The air outside was chill, but as time lost its edges and melted to a pleasant blur, the carriage was warmed by their teasing accord and the cozy drip of the rain on its roof. They’d polished off the roasted apples and bread and were sampling each sweetmeat in turn when the carriage door flew open.
Lucy gasped in shock. It was not one of the footmen, but Fenster who stood there, weaving like a squat bowling pin.
“Where to, master?” he roared, totally ignoring her. “We’ve run out of ale. Shall we make a run to the Boar’s Head for a fresh keg?”
Claremont shot Lucy a bemused glance. “I think we’ve sufficiently weakened Fenster’s moral character. I’d best drive us home.”
Lucy caught his sleeve as he slid past her to climb out of the carriage. “Thank you, Mr. Claremont.”
“For what?”
Being kind. Teasing me. Making me laugh .
“Supper,” she simply replied.
He covered her hand briefly with his own. “The pleasure was all mine, mouse.”
Before Gerard could intercept him, Fenster had scrambled into the driver’s box with more agility than he’d displayed in decades only to tumble off the other side and lie gurgling happily in the mud.
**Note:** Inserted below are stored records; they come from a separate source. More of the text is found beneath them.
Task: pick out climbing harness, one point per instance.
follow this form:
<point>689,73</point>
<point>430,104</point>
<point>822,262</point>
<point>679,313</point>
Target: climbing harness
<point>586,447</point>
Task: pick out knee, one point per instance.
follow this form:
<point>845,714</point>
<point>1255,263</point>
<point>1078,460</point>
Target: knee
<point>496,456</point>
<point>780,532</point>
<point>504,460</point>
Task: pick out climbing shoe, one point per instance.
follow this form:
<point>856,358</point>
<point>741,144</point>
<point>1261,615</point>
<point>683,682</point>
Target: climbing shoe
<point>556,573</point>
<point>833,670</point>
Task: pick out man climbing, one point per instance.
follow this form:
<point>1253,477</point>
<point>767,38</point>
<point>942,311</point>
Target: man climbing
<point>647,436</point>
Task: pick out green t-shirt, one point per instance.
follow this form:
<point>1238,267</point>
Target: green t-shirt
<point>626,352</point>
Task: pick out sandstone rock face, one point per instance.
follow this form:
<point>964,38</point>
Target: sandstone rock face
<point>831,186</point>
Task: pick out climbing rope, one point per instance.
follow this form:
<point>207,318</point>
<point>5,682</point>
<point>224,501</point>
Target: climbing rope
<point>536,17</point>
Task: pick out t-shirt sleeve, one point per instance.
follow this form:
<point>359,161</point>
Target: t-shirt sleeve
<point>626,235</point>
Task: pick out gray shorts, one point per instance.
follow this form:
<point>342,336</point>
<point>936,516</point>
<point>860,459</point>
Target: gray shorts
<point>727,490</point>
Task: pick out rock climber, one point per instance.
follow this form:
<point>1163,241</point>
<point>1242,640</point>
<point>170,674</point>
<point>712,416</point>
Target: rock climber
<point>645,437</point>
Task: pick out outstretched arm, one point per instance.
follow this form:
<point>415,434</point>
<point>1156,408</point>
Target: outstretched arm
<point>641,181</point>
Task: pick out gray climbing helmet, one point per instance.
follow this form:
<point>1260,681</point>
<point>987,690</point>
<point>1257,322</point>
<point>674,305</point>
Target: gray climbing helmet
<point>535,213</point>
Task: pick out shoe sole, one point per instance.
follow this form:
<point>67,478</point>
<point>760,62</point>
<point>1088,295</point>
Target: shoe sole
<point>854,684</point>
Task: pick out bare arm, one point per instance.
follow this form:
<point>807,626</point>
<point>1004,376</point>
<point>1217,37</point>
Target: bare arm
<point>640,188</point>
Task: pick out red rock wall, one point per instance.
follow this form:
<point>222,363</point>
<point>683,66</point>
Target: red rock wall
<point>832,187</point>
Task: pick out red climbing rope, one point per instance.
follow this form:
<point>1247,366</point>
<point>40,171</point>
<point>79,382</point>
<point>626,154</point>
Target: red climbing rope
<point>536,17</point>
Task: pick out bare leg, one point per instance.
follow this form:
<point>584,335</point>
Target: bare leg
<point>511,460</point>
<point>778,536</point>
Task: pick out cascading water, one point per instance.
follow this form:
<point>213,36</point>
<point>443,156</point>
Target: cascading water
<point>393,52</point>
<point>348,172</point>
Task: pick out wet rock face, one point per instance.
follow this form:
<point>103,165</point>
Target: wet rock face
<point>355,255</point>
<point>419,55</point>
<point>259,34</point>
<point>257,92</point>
The footmen were of no help at all. They were draped across the back of the carriage, arguing loudly over the chorus to “That Banbury Strumpet, As Sweet As a Crumpet.”
Gerard was forced to enlist Lucy’s help, and by the time they had gotten Fenster up and strapped to the seat with his own belt, they were both soaked to the skin and weak with fresh laughter.
Shivering, Lucy took refuge in the carriage while Gerard drove them through the deserted streets. He was forced to stop only once, when the footmen came to blows over the disputed lyrics. He interceded, guiding them to a harmony of spirit, if not of song. The words of the ditty were fortunately too slurred for Lucy to understand, but she caught herself humming the catchy melody beneath her breath as they turned into Ionia’s cobbled drive. The rich timbre of Mr. Claremont’s baritone eased her shivers. She hated to admit it, but she was growing accustomed to the reassuring breadth of his shoulders. His stolid presence suffused her with an unfamiliar warmth.
Had she ever experienced it before, she might have identified it as happiness. As it was, she only knew her belly was full, her toes were tapping, and she was looking forward to rising in the morning for the first time in her memory.
The vehicle rolled to a halt. The swell of voices outside the carriage faded to dread silence. Lucy’s toes stilled. Her spirits dampened by a pall of foreboding, she rubbed away a patch of condensation on the carriage’s window to find every uncurtained pane of the mansion ablaze with light.